What Gatt is proposing is a professional body of geologists tasked with monitoring the structural integrity of high-risk sites using data-driven methods, evaluating collapse risk at popular locations in something closer to real time, and issuing clear, evidence-based guidance on when a site genuinely needs to be closed. Rather than leaving these judgements to whichever government department happens to receive the complaint, he wants the decisions handed to people whose expertise is specifically suited to reading the ground itself. This would not necessarily entail permanent or blanket closures, but rather a more responsive, scientifically grounded alternative to the current cycle of warnings, delays and, ultimately, disasters.

Gatt's vision for the service extends beyond coastal beauty spots. He has also raised concerns about deep excavation work linked to the construction industry, arguing that without a body of experts vetting the geological impact of major building projects, residents may remain largely unaware of the stability of the ground beneath their own homes and workplaces.

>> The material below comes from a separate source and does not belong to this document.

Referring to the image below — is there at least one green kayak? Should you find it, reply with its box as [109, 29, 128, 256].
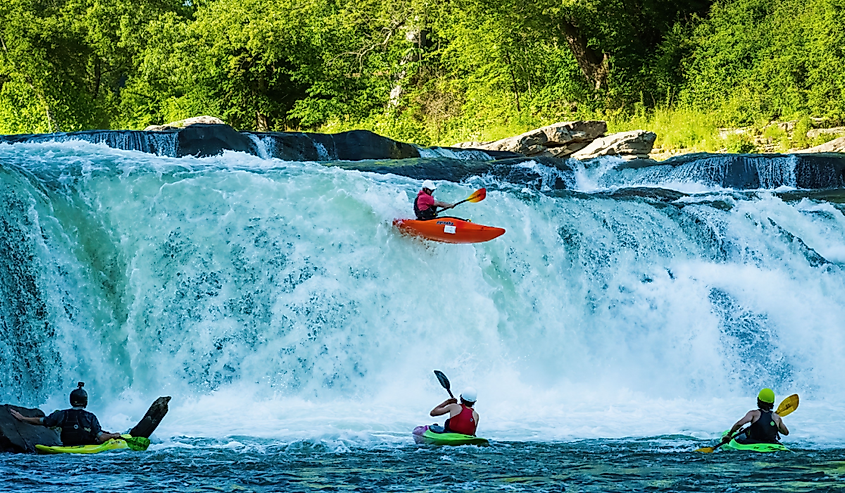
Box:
[35, 435, 150, 454]
[722, 431, 791, 452]
[414, 426, 490, 447]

What frustrated Gatt most is that this is not a new idea. "It is deeply concerning that opposition to the formal recognition of the geological profession persists in Malta," he said, "even though Malta is the only country in Europe without a national geological service." He said efforts to establish one "have repeatedly faced resistance from quarters that prioritise short-term interests over the public good".

For Gatt, establishing a geological service is "not an optional luxury" but, in his words, "a prerequisite for informed urban planning, environmental stewardship, and the preservation of public safety - and he insists "the government has a fundamental duty to protect its citizens".